Maritime Baby


Our third child Maud was born in the Maritimes.

My pregnancy was spent breathing in the magically healing stink of the marshes on a low tide. She has seen horses in the field across the road all of her life, and swam in the sea every summer.

My husband and I moved to the county about 10 years ago, maybe not coincidently, we bought our old house by the sea one month after the 911 tragedy.

Sometimes we feel as if we are speaking a different language from those that have lived here all their lives. We are considered city folks by our country neighbours still, but the longer we stay the deeper our roots grow.

My eldest daughter jokes that our family is like an immigrant family who still carry the accent and body language of our home country (in our case, Toronto). Her younger brother has a foot in both countries, but her little sister belongs here and needs no translators. With her easy confidence and relaxed attitude, she is our passport to the rural world.

Every Saturday my little daughter and I head to our local market in Sackville, New Brunswick, where we get the weekend Globe and Mail, have breakfast at Mel’s and buy a selection of vegetables, fruit, pork, beef, eggs, bread and buns from our friends and neighbours.

This sunny and festive Saturday the market was also hosting a multicultural fair so I had curried chicken for breakfast and haflal (I am not sure about the name but it is a porridge of semolina wheat and sweet milk that is delicious).
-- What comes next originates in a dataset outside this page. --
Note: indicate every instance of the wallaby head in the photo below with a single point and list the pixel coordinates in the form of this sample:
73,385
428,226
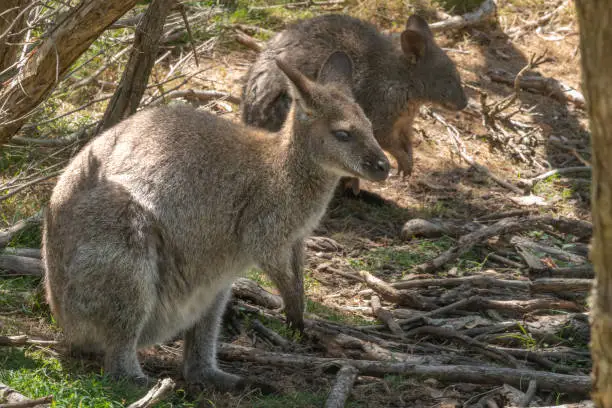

Maud had a waffle and then we decided to head to the Fall Fair.

I have taken the children to the small but still terrifying rides at the country midway before, with the spooky carnies and pink candy floss, but I had not crossed the road to discover the country fall fair.

We made our way to the Doncaster Farm, a working farm nestled behind the highway on the outskirts of town, and found a fall fair full of farm animals, live music and hay piles.

The sun began to warm up the cool fall day and the air was sweet with hay and flowers.

Maud and I declined the chance to milk a cow (I heard a joke once about the bravest man in the world being the one who discovered that cow’s milk was good) but did listen to the old timers playing great bluegrass, get lost in the cow maze, take in a pony ride and watch the last part of a wood cutting competition.

Burly farm boys competed to see who could throw an axe into a target, and I did hope that the boys would not throw the two bladed axe into the crowd by accident.

Then the teams had a competition to see who could build a fire and get a pot of water boiling faster. That was entertaining, and impressive. Once the fire was going the men took turns blowing on the fire, turning their heads away from the fire to gather air, and then blowing on the fire in tandem.

Finally they had a relay in which the men had to cut through a large log while standing on it, and then proceed to other bizarre but manly tasks. I was alarmed to see the young man closest to us flinch in his task, take a quick look at this foot, and then continue with his chopping. He had just chopped into his foot.

He finished the relay, but not surprisingly, did not win. After the competition he sat down in the back tent, had his foot bandaged, and was soon out in the crowd signing autographs on pieces of sawed wood for little children.

I am no longer at the fall fair with an ironic grin. I have friends here and I know the children. One day my little daughter may date one of those sweet tough farm boys.

Our third child was born here, she is from here, and everyone knows it.

3 thoughts on “Maritime Baby

  1. funny how kids belong somewhere else then where you belong, being born gives you an identity or can give you one I guess, both my kids were born in Montreal making them real true Quebecoise, not just tourists or expat’s from Ontario like myself. I was born in Guelph and have no roots there at all and actually feel that Quebec is as much my home as any place ever will be, so I guess my kids roots root me. Now my daughter is moving to Ontario, to London, which is not that far from Guelph so it will be interesting to travel both spatially and temporally to her new home and who knows perhaps she will make a home in my birthplace someday.